April 09, 2005

Going Embedded

I got to play around with QNX Neutrino quite a bit lately and have to admit that I am quite impressed by this operating system. QNX Neutrino is based on a real microkernel. The microkernel does little more than thread scheduling and providing a message passing infrastructure. Everything else — device drivers, file systems, networking, and most of the POSIX APIs — is provided by ordinary user processes.
This has some cool implications: first, the whole operating system is scalable to a large degree. You can reduce the whole system down to bare microkernel plus some drivers plus your application (great for control and automation), taking only a few 100 K of memory, up to a fully usable desktop/development system with GUI, multimedia (audio and video players) and a web browser. Mozilla is available, too. The other great advantage of the design is that its quite hard to bring a QNX system down to its knees. Not even faulty device drivers can do much harm to the system, as drivers are fully separated from the kernel. The disadvantage of course, is that such a system is inherently a little bit slower that a "more optimized" architecture. But with today's powerful hardware that's not really an issue. Given the choice between robustness and performance, I'd take robustness any day.
Another great feature of QNX is that you can exchange the standard kernel for an instrumented one. This gives you great insights to what is going on in the system. Of course, all nicely visualized in the development environment, QNX Momentics.

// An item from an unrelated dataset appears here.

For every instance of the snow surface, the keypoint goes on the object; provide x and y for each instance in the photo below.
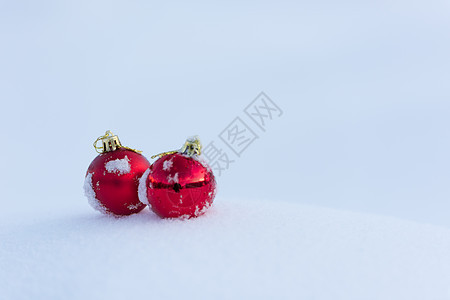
(119, 166)
(237, 250)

I wish I had some of these features on the other operating systems I use.
From a programming perspective, QNX Neutrino is fully POSIX compliant. In other words, the only thing I had to do to make the C++ Portable Components compile and run on it was to add two #include statements to the source code. The complete port (making some changes to the build system, finding out compiler settings, etc.) was done in about a day. Not too bad...
Sure I'm gonna spend some quality time with that OS in the future.